What they're saying: "Implementing this law has been a seamless process for our students and teachers. Our high schools, junior high and middle schools have been cell phone-free for some time before this legislation," Bentonville Public Schools spokesperson Leslee Wright told Axios in a statement.
Flashback: Gov. Sarah Huckabee Sanders introduced the "Bell to Bell No Cell Act" during this spring's legislative session, calling unrestricted access to smartphones and social media the reason for the rise in mental illness in young people over the past decade. It passed with little opposition and with bipartisan support. Arkansas schools began taking part in a pilot program to ban cellphone usage in fall 2024.
- The law includes exceptions for emergencies and in cases where the device is allowed per a student's education plan regarding their disability.
Zoom out: Cellphone usage bans in schools are gaining momentum nationwide, partly in an effort to combat COVID-era learning loss.
The intrigue: National survey data from the Walton Family Foundation and Gallup shared exclusively with Axios shows attitudes toward phones in schools have shifted drastically in the space of a single generation as educators grapple with distractions and teens' well-being, Axios' April Rubin writes.

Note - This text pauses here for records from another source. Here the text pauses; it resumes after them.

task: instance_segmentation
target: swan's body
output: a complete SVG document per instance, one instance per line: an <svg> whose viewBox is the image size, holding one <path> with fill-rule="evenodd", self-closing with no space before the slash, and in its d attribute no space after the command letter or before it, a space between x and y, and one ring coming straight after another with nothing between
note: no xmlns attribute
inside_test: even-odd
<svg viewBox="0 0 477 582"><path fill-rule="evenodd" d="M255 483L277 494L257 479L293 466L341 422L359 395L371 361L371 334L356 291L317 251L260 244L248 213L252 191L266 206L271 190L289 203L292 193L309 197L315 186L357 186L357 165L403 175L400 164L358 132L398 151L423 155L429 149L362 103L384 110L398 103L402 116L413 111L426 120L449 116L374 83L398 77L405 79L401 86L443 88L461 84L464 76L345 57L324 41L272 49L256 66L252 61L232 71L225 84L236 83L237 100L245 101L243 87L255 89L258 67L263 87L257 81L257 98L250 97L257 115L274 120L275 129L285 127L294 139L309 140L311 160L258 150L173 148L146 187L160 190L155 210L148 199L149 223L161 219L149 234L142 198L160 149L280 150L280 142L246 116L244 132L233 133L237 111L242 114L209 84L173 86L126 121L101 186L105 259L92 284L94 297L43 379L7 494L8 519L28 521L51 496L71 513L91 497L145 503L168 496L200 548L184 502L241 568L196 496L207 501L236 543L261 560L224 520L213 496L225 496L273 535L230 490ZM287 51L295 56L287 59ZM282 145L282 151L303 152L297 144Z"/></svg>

- About three-fourths of parents said they support restrictions on phone use, although they favor allowing students to keep phones in their possession.
By the numbers: Gen Alpha (people born from 2010-24) is growing up with more restrictions than Gen Z, as 79% of Gen Z adults said they were allowed to use their phones between classes when they were students, compared to 41% of middle schoolers and 61% of high schoolers now.
- 40% of current middle school students said they can use their phones during free time in class, which is 25 percentage points lower than when Gen Z adults were in school.